20 Ms Nelsen is the manager of "Tourism Brochure Exchange", a tourist brochure distribution business in Tasmania. She was advised by the parties to the substantive proceeding that she was required to remove the respondent's existing brochures from places where they were then displayed, with such removal to occur no later than 4 October 2012. Ms Nelsen received that advice on 19 September 2012. However, on 26 September 2012, Mr Pearce emailed her requesting that the original brochures remain on display.

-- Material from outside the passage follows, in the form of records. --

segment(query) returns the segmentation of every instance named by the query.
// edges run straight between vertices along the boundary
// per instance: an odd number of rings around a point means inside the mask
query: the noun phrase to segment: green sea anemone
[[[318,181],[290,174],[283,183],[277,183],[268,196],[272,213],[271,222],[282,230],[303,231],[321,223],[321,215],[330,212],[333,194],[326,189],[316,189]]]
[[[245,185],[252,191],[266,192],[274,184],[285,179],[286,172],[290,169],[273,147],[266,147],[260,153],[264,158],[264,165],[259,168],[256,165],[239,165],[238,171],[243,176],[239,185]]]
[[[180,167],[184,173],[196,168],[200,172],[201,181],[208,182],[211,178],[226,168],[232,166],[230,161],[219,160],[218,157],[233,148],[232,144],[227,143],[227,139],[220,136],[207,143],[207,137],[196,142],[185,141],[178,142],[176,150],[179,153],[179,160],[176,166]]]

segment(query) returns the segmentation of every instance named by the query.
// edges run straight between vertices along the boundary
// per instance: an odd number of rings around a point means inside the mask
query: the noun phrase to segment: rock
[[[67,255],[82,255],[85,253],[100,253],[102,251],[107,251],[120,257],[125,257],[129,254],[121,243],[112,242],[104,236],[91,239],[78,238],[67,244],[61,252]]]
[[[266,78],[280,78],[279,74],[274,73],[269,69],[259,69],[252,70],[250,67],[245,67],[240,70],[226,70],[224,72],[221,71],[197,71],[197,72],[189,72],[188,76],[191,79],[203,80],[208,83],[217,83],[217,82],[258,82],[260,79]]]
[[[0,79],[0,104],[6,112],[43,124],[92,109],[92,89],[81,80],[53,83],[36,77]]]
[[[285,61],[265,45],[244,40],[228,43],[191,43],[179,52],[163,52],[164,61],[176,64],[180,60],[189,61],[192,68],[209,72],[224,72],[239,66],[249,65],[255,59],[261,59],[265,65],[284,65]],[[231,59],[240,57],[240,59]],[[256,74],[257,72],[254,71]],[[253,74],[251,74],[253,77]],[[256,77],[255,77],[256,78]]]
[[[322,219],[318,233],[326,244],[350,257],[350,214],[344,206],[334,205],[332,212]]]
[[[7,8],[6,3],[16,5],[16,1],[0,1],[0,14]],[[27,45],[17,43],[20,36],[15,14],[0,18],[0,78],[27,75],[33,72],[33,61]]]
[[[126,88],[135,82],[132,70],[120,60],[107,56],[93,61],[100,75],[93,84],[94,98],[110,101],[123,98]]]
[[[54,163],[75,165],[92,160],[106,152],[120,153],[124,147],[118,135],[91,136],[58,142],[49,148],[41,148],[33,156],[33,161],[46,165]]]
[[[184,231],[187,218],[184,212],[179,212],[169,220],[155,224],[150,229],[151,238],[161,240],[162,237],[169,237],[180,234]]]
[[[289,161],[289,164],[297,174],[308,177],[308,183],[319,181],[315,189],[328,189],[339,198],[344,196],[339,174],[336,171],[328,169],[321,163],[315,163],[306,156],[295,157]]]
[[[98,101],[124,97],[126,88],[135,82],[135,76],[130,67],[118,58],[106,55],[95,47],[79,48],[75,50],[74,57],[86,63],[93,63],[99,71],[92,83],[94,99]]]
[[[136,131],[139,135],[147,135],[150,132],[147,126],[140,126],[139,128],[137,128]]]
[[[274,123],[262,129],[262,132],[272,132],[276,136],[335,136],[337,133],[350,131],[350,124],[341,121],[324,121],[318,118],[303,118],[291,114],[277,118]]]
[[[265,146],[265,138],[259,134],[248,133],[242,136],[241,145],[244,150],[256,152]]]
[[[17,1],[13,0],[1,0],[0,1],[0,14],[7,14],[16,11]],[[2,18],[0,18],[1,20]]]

21 On 10 October 2012, the respondent's solicitor, Mr Geason, contacted Ms Nelsen and asked her to arrange for the brochures to be removed as soon as possible. On 15 October 2012, the new brochures arrived at Ms Nelsen's warehouse for distribution.
22 The email of 26 September 2012 revealed an intention on the part of Mr Pearce to ignore the 4 October 2012 deadline if the new brochures were not ready by that time. Compliance with the consent order was secondary to Mr Pearce's convenience. Mr Pearce said that he was hopeful of getting an extension of time to comply with the Court's orders and wrongly presumed that an extension would be granted as a matter of course. By 10 October 2012, the respondent was already in breach of the Court's order, insofar as it concerned the use of a prohibited name, and had been in breach since 5 October 2012. Mr Pearce assumed that a new name for the respondent would be arrived at, without opposition by the applicant, by mid-September 2012, leaving him time to make all the necessary changes by 4 October 2012. Again, compliance with the Court order was secondary to whether the timing suited Mr Pearce. His priority should have been compliance with the order rather than settling on a new name for the respondent's business.